Elle demeurait dans le jardin, non pas tout au bout, car il était énorme, mesurant six arpents en plein cœur de Paris, ce qui est, comme argent, plus grand que mille hectares en Picardie, mais à cent pas environ du pignon latéral qui avait le billard à son rez-de-chaussée et la chambre à coucher de M. le comte au premier étage.
Cela se nommait le petit hôtel, et véritablement, c’était un adorable pavillon, où feu la duchesse de Clare faisait habituellement sa demeure. Par suite de la disposition naturelle du sol, le rez-de-chaussée de ce petit hôtel était exactement à la même hauteur que le premier étage de l’édifice principal, et une terrasse, longeant une petite rue, dont nous ne pourrions dire le nom sans trahir la position exacte de l’hôtel de Clare, mettait les appartements de M. le comte de plain-pied avec le pavillon de Nita.
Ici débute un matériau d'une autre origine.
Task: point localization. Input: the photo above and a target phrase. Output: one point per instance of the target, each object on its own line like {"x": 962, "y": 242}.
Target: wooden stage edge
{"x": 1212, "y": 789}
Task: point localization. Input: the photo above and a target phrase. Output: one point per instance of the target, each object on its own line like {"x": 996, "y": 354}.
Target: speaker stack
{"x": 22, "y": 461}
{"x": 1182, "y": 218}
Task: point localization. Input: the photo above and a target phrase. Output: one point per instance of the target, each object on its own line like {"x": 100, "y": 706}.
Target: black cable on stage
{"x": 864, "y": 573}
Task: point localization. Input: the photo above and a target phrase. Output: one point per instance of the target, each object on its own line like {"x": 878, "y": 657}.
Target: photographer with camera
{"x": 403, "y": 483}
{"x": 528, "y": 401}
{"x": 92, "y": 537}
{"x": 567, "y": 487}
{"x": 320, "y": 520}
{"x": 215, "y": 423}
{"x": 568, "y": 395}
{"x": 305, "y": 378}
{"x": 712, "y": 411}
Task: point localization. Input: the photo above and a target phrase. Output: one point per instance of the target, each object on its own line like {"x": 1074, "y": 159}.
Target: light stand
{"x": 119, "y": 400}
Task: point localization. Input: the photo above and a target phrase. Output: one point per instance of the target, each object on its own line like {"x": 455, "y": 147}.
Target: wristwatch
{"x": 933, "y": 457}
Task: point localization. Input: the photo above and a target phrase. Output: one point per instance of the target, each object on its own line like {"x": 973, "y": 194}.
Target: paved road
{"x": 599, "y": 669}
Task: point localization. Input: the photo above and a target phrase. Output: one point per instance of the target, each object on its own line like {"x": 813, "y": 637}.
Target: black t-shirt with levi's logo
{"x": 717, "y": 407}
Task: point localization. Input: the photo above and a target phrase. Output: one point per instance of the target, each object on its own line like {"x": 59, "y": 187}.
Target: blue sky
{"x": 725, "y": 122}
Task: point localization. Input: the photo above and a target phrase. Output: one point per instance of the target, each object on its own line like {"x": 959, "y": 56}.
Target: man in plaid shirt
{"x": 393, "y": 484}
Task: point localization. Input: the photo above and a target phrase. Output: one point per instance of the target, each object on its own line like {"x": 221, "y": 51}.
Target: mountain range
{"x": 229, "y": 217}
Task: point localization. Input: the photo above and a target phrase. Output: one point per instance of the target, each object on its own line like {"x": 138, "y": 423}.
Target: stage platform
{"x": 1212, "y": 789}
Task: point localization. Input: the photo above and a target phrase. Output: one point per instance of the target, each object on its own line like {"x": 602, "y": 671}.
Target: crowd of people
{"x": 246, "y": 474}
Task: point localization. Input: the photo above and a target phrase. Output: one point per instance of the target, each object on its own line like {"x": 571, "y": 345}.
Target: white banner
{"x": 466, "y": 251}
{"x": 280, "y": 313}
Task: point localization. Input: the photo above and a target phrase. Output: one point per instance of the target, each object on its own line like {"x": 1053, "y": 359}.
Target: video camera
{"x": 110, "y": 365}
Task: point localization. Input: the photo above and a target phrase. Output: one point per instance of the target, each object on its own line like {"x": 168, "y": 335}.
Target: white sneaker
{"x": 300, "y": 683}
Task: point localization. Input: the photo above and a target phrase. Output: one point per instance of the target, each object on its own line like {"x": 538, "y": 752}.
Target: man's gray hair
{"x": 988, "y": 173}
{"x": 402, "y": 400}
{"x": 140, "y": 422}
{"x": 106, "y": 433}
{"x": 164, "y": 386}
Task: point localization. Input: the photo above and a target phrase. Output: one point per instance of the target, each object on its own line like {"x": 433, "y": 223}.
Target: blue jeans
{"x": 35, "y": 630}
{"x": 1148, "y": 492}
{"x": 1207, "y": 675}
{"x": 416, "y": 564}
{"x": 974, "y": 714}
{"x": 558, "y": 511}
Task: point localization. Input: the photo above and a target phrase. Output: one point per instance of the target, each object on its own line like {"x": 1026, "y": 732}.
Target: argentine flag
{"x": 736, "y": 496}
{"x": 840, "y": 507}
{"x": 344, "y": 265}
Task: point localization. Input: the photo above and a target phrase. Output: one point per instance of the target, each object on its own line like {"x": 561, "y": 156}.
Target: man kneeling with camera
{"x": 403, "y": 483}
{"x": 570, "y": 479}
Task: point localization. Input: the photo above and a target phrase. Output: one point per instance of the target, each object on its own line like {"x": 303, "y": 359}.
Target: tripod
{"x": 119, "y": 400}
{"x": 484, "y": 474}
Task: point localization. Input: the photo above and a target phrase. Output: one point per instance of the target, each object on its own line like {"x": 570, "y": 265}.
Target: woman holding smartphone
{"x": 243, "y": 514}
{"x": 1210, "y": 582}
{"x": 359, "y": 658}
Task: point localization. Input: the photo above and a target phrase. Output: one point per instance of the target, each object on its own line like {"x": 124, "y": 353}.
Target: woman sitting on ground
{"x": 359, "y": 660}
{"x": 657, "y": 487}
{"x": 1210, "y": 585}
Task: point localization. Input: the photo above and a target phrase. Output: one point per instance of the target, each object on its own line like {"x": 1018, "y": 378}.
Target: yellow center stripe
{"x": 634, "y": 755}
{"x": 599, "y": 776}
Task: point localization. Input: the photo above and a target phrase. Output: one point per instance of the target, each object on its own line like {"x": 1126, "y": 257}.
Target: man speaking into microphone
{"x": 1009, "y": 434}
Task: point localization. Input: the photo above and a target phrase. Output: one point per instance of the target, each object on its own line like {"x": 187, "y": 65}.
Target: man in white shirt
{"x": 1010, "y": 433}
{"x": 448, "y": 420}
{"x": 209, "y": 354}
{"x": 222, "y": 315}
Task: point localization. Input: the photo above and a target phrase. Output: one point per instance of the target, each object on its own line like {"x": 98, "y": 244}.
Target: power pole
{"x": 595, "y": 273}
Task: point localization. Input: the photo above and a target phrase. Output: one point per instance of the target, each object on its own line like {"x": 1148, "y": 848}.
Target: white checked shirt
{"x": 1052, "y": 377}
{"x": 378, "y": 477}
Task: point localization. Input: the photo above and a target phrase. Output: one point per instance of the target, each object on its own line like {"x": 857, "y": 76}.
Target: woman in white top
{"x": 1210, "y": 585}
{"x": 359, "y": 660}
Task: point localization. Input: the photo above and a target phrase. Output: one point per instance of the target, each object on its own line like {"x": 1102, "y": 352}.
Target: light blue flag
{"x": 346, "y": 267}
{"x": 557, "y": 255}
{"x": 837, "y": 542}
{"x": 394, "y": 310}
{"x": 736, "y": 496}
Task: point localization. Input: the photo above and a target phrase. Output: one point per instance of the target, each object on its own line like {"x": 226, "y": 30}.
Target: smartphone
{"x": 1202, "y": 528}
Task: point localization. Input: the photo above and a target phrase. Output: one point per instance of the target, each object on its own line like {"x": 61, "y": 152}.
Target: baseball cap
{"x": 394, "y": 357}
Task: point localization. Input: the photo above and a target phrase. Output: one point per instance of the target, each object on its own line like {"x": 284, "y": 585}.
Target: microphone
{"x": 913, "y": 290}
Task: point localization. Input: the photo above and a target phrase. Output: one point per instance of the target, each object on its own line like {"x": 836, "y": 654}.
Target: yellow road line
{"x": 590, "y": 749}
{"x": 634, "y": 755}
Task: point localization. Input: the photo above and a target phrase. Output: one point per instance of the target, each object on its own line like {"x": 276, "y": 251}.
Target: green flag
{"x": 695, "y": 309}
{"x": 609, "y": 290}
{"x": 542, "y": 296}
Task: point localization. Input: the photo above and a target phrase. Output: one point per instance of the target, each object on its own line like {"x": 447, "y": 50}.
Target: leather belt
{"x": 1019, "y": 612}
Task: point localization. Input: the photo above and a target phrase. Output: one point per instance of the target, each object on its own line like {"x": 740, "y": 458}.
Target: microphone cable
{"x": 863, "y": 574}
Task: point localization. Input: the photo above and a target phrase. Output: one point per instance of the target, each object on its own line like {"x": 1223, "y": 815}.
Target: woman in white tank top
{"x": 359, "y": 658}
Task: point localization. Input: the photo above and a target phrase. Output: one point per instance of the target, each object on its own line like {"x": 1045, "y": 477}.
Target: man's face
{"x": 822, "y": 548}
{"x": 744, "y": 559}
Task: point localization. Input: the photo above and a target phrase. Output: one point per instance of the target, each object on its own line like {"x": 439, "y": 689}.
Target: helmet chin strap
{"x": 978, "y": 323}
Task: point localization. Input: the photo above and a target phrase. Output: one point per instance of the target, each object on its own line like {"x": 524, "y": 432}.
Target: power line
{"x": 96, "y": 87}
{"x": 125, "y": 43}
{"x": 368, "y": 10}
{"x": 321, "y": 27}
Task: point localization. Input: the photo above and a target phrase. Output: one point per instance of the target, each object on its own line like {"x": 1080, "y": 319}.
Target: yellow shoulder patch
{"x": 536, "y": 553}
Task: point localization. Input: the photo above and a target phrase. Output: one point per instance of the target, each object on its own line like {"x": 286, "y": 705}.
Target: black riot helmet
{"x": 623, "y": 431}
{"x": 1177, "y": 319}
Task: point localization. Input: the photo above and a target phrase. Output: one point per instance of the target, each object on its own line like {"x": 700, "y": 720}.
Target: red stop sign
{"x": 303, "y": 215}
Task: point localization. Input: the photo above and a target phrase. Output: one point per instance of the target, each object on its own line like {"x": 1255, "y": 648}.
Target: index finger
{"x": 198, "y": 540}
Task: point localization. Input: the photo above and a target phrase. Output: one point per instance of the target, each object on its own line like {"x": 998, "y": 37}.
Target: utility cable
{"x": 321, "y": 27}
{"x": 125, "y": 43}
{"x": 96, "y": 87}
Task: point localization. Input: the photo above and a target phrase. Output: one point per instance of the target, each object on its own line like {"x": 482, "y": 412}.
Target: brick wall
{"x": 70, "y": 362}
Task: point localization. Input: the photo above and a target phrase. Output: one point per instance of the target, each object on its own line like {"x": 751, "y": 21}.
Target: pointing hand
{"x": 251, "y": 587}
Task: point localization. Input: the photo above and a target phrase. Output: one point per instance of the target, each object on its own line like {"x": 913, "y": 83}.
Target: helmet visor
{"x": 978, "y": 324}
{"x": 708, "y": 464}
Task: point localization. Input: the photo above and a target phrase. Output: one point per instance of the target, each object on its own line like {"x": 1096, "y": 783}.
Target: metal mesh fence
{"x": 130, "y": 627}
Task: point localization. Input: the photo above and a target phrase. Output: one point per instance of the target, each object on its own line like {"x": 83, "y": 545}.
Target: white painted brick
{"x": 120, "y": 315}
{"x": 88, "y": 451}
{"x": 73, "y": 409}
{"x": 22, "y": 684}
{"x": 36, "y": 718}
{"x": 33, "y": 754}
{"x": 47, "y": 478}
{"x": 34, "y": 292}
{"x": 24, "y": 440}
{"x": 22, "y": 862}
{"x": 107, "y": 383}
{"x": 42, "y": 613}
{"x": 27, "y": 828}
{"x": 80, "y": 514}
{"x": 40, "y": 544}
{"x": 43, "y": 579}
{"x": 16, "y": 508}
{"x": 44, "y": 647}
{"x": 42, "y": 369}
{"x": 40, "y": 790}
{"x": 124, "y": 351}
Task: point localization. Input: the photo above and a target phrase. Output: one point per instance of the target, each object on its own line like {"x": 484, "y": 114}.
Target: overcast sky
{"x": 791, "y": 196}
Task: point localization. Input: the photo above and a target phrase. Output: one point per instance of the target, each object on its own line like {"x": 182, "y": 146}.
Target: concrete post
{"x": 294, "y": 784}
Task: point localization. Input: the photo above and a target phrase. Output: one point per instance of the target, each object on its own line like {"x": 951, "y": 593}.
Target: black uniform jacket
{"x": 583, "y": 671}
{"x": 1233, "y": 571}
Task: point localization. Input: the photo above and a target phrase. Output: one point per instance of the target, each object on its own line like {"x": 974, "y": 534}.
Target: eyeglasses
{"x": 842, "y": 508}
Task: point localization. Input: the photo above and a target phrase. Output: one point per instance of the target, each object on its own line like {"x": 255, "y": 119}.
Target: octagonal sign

Cette terrasse à laquelle, du jardin, on pouvait monter par une rampe en pente douce, supportait une magnifique allée de tilleuls, à quatre rangs. L’hiver, on installait, tout le long de cette allée, une toiture mobile, de telle façon que la princesse d’Eppstein pût vivre de la vie commune sans autre peine qu’une promenade de deux minutes, à couvert, et le passage au travers du logis de son tuteur.
Si Mme la comtesse eût habité l’aile droite, peut-être que Nita n’aurait point pris l’habitude de couper ainsi au plus court, mais elle était au mieux avec le comte qui lui témoignait une tendresse de père, et rarement les heures des repas sonnaient, sans qu’elle eût dépensé quelques minutes avec lui en passant.